Suppose there is a farmer who wants to plow his farm. He has only a limited sum of money to buy a livestock using which he can get his job done. Either he can buy 1024 chickens or 2 strong Oxen. A smart choice would be 1024 Chickens. The essential idea is Parallelism. We can solve large problems by breaking them into smaller pieces and then we can run these pieces at the same time.
Earlier parallel computing used to be a niche technology restricted only to super computers. But with advancements in GPUs the world has gone parallel. Modern day computers are like chickens which have 100s of processors that can run each piece of your problem in parallel. A high end GPU contains over 3,000 arithmetic units which can perform 3,000 arithmetic operations, ALUs, simultaneously. GPUs can handle tens of thousands of parallel pieces of work at the same time Those pieces of work are known as threads and a modern GPU can run upto 65,000 concurrent threads. But to achieve this kind of computing power we require a kind of programming technique different from conventional sequential approach.
Here I’ll describe one such technique. Suppose you need to sum n numbers, what would be the step complexity of this problem?

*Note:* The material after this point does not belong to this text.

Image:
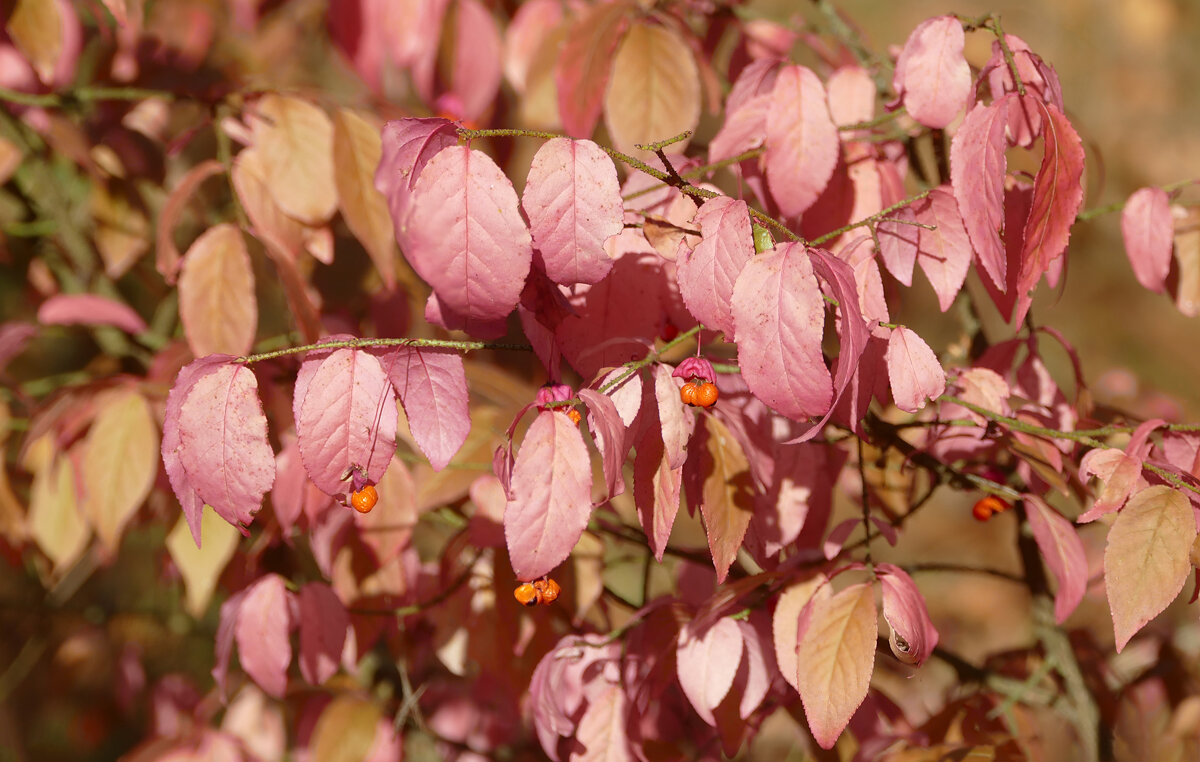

O(n), if you’ll go by sequential approach. Now parallel computing can do this job in O(logn). Hence, a GPU can expedite a process exponentially if the problem involves huge amount of arithmetic operations. The programming technique is known as Reduce.
In sequential processing summation is done one at a time. While in GPU summation is done simultaneously as depicted in the illustration below.
GPUs have played an indispensable role in advancements of Deep Learning through their Parallelism. All matrix Multiplications it involve can be done much faster now. The computation power and performance which GPUs provide to Deep Learning, still a lot of uncharted territories can be explored.